Never go to Las Vegas with me.
Before this season started, I would have bet good money that Russell would be the first person out of the game. After all, nobody knew him. He was an outcast. And as he noted in Survivor: Samoa, he was playing with a bunch of dumb-a** blondes. These veteran villains would surely get privy to his wily, sock-burning, water-hiding shenanigans before the first immunity challenge and send his butt back to Texas.
The second person out? Parvati, of course. She won Fans vs. Favorites two years earlier and her strategy (giggle and smile and giggle some more and hope it all works) seemed as shallow as her last name. (Ahem, her last name is Shallow).
So here we are, what, nine episodes in, and not only are these guys still in the game, they're running the game. And, as much as this Survivor fanatic doesn't want to admit it, they're running it masterfully.
The April 22 episode starts with the expected merge. Eat (plantains), drink (coconut water) and be happy (that you're still here). Blah blah. Evil Russell, still holding on to JT's idol, gives the Heroes a fish story about he and Parvati both playing the idol that ends in Courtney's ouster. And yes, they buy it hook, line and sinker.
But the drama (comedy? Dramedy?) is just beginning. Sandra outright tells her fellow Survivor: Pearl Islands alum Rupert about Evil Russell's alliance domination. I'm willing to bet (uh-oh), that she did not even give her children Christmas gifts as large as the one she gave Rupert. Thankfully, he believes her -- but has a difficult time convincing the rest of his alliance. Damn you, Rupert! It's great that you're running a youth center in Indiana and everything, but it's times like this when you really should have considered using that $1 million from All Stars and gone back to law school. Had the tie-dyed one made a better case against Evil Russell (and helped bring Sandra into the alliance), perhaps the Heroes tribe still would have wised up and had a chance.

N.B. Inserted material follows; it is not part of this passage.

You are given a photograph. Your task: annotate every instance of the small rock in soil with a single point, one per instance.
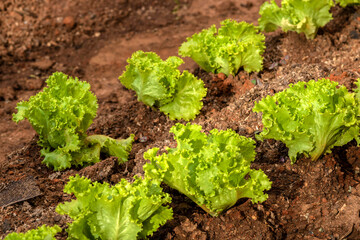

Instead, they're cooked. Most of them conk out early at the immunity challenge -- an endurance test that involves standing on the side of a pole. (The guys and their big feet have unfair disadvantage, no? Not that that excuses Colby's 30 seconds of grit. Come on, dude.) More important: Sandra may think that Russell is running the show, but little does she realize that it's actually Parvati who has the power. And the hidden immunity idol. And the ability to detect when Amanda is lying. And the ability to one-up the Evil One himself.
The result? A ridiculously entertaining tribal council. Here's the deal: Amanda knows that Parvati has the idol. Amanda tips off her tribe, and they decide that if Parvati decides to hand it off to someone, the least likely recipient would be Jerri. Negative, whiny, kinda decrepit Jerri. So they all vote for the bongo player as a safety measure. If Evil Russell doesn't vote their way (they tell him to oust Parvati), they know he's lying. Meanwhile, the Villains all vote for J.T. (who will hereby be known as the Most Gullible Reality Millionaire in History). Simple, right? Ha. In a twist that surely had all viewers yelling inaudibles at their televisions, Parvati hands off her immunity idol to Sandra. And then she takes her other immunity idol -- the one JT gave to Evil Russell and he bequeathed to her -- and gives it to Jerri.
Well played, Parvati. Well played. Hell, I'll even throw in an exclamation point. Well played! JT is gone, the Heroes tribe have lost their numbers‚ edge and can now get (theoretically) picked off one by one. A villain is going to win.
Just one problem: Parvati may have played her hand too early. Also, Evil Russell never knew about her secret hidden immunity idol -- or her devilish plan to hand both of them out like ripe bananas. And I'm going to bet that he doesn't take this well.
That's right: I'm back to rolling the dice. Just like that! I guess I'm learning from the Villains that it takes more than luck to get far in a game.